# Cold day on the Lagoon 1-7-10



## pole_position (Dec 5, 2009)

Nice pics! How do you keep your stuff together enough to snap those shots with those schools going by! Really cool!


----------



## hardin083 (Nov 22, 2008)

> Nice pics! How do you keep your stuff together enough to snap those shots with those schools going by! Really cool!

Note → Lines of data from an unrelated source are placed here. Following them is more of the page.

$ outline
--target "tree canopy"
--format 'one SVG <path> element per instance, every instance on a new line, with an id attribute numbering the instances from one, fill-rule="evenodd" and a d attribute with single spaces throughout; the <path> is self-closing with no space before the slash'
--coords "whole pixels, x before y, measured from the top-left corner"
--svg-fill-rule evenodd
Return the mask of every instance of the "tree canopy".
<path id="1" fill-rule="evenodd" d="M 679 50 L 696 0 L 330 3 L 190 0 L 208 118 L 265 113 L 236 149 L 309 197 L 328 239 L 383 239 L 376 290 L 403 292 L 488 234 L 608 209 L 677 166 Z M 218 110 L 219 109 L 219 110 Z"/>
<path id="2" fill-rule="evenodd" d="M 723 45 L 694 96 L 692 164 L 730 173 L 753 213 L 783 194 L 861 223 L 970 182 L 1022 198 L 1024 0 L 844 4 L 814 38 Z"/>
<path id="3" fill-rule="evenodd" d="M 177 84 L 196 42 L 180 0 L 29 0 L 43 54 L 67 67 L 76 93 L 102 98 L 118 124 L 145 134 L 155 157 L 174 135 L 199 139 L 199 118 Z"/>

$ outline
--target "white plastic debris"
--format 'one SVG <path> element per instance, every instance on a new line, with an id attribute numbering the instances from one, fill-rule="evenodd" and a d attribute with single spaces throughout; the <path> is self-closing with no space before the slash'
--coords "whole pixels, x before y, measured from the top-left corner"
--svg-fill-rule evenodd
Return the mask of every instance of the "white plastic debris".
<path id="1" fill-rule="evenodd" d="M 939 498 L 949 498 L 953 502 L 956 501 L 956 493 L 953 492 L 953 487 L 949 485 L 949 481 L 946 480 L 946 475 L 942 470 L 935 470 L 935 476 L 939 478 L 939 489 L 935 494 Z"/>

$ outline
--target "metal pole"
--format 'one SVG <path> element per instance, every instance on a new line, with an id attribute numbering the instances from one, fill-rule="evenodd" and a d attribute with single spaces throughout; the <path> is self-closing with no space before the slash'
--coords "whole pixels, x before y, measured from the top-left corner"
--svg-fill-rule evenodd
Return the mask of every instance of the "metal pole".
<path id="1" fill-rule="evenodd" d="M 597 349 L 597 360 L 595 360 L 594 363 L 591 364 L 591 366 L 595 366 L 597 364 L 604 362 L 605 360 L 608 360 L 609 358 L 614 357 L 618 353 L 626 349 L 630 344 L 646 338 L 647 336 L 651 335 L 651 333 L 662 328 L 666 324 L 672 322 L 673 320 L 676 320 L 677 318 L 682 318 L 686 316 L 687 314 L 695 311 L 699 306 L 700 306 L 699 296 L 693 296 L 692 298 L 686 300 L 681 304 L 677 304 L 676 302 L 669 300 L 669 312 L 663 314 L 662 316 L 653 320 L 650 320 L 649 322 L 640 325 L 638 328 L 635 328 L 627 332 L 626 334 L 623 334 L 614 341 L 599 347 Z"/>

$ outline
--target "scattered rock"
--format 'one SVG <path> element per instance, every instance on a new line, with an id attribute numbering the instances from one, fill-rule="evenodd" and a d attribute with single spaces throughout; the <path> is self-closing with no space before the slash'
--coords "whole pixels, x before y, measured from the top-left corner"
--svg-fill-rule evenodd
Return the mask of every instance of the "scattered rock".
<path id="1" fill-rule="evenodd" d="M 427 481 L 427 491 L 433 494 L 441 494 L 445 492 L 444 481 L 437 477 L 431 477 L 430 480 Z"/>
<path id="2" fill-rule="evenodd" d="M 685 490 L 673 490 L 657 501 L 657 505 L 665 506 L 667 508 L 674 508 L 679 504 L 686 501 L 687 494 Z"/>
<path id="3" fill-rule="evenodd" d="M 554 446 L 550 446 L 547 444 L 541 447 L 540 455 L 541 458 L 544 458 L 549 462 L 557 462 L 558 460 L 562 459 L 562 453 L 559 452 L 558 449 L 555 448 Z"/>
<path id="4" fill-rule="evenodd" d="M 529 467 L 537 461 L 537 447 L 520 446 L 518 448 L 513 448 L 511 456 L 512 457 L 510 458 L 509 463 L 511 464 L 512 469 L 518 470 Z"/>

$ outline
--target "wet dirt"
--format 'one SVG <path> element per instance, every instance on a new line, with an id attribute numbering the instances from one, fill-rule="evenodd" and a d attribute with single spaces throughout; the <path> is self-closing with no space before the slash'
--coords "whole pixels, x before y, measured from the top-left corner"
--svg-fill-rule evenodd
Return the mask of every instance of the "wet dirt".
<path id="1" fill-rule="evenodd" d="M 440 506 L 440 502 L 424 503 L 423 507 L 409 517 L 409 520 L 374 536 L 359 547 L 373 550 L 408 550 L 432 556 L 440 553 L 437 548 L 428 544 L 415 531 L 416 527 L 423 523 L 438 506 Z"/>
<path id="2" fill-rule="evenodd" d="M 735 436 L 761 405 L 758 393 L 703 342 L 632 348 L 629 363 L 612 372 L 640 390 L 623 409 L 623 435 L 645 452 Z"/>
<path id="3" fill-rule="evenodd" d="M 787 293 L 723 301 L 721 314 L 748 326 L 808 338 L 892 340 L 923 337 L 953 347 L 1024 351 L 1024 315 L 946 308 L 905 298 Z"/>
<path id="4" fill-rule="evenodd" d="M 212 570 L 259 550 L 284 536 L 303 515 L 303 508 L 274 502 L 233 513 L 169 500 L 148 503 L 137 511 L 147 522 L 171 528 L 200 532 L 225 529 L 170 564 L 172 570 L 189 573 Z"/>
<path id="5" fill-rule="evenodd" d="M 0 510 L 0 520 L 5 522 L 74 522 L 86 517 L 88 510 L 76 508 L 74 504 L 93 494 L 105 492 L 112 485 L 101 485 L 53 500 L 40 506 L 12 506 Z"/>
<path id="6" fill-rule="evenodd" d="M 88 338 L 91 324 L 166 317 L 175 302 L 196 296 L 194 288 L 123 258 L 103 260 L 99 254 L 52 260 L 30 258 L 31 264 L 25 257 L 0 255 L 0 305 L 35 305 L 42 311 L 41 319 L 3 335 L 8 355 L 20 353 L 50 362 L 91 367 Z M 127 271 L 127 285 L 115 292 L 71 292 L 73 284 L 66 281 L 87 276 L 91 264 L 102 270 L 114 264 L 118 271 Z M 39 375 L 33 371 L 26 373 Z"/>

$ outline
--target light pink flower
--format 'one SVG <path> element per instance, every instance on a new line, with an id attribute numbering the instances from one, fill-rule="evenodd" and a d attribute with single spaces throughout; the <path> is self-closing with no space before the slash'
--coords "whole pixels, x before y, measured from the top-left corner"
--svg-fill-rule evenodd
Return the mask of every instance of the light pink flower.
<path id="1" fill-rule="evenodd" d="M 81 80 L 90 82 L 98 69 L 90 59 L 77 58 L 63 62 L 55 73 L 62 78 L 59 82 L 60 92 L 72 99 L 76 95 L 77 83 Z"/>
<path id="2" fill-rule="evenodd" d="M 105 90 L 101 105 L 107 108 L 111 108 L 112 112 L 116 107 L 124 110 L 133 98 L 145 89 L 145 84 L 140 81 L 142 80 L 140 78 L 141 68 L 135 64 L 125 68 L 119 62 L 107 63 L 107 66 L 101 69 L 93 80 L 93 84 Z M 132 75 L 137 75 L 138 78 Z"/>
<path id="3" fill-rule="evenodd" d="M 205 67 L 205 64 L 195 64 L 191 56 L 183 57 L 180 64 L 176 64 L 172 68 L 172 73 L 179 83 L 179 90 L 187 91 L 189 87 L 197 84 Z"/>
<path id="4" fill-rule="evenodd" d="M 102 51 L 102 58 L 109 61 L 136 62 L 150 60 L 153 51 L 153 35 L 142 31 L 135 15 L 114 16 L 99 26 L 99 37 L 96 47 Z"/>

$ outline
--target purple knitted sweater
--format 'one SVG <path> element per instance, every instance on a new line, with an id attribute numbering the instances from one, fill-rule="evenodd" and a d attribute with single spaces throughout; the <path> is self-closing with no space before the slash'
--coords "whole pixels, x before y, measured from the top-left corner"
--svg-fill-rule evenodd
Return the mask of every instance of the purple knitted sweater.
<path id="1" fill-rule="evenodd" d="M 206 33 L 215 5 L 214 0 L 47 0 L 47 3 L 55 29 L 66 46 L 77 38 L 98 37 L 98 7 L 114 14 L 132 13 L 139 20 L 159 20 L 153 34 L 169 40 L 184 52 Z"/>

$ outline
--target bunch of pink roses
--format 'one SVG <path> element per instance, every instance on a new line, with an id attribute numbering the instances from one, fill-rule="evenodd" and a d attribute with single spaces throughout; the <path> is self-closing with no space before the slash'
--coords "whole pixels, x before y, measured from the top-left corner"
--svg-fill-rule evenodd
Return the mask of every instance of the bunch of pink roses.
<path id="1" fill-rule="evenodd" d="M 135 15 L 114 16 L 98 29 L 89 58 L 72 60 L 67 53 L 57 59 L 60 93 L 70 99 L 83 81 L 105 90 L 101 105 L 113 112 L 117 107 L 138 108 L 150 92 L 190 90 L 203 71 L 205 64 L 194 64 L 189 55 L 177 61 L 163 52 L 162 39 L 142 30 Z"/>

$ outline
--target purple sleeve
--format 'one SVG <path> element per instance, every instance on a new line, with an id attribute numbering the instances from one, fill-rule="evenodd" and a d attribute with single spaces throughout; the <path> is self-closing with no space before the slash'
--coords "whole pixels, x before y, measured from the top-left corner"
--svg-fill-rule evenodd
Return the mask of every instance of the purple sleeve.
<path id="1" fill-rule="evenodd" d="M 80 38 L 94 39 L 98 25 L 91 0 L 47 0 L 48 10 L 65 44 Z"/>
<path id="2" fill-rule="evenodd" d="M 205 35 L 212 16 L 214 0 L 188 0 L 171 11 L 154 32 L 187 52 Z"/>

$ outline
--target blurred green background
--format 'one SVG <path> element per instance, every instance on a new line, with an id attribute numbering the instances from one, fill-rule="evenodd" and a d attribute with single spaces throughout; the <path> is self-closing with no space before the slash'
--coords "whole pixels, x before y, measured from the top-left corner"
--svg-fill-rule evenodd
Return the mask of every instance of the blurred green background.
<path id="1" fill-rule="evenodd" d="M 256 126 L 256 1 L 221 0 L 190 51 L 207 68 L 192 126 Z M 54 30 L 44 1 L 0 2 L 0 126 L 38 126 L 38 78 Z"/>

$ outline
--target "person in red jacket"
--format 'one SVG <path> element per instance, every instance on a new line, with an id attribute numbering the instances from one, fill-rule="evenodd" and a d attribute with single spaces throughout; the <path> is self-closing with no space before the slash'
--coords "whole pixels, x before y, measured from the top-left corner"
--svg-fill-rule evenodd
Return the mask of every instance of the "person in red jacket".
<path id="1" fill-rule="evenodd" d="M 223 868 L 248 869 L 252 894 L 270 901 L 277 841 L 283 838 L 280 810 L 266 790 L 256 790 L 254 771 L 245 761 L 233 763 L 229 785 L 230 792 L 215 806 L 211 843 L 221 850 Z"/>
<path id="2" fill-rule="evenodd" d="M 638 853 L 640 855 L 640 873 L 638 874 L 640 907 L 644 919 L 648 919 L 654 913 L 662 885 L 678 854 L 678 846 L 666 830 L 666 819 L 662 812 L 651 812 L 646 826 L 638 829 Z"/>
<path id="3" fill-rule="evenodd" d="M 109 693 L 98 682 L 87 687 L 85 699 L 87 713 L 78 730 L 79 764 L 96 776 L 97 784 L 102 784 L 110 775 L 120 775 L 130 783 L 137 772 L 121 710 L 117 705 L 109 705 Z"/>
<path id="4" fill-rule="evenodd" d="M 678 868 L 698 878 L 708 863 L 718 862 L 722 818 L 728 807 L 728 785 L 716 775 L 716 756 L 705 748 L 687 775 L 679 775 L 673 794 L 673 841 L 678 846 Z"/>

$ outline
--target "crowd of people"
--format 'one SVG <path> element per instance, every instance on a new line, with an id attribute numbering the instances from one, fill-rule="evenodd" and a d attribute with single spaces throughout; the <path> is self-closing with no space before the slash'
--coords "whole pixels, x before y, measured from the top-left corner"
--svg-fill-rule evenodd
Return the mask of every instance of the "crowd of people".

Its pretty tuff... Do i cast or so i take some pics?? the casting usually wins!! but i fished probly 10 different schools all this size before the pics and they were being very picky so i started takin photos!!


----------



## OSWLD (Apr 20, 2008)

What did that red hit?


----------



## hardin083 (Nov 22, 2008)

> What did that red hit?


live shrimp!! Unfortunately my hands were pretty frozen cause i had to actually reach into the livewell for my bait.... cause someone has my net   
[smiley=lolwsign.gif]


----------



## Canoeman (Jul 23, 2008)

Pics look nice and sharp. What camera?


----------



## mark_gardner (Mar 18, 2009)

yeah man i'm really worried about this cold front and the toll its gonna take on the fish esp. the snook , glad you found it nice enough to get out


----------



## hardin083 (Nov 22, 2008)

> Pics look nice and sharp. What camera?


thanks, ya its just a digital camera a nikon L20 10mpix


----------



## HaMm3r (Dec 11, 2006)

Well done bringing us a vicarious break from this miserable weather! [smiley=1-thumbsup3.gif] Those sure are great pictures and good work with the red.


----------



## Frankie_G. (Dec 29, 2009)

Love the shots of the schools...


----------



## tgaud11 (Sep 30, 2008)

great pics...really enjoy them...That school of black drum looks like fun!!


----------



## OSWLD (Apr 20, 2008)

Oh yeah, that nets work in out pretty good for me ;D
i'll get it back to you in one piece


----------



## PVredfisher (Jan 11, 2007)

Cool pics [smiley=headbang.gif]. That pic of the drum is awesome. I always say i am one day going to take some cool pics of fish, but also just ended up trying to catch them . We were in haulover today and didn't see any dead snook, but maybe they all died? 
I hope not.


----------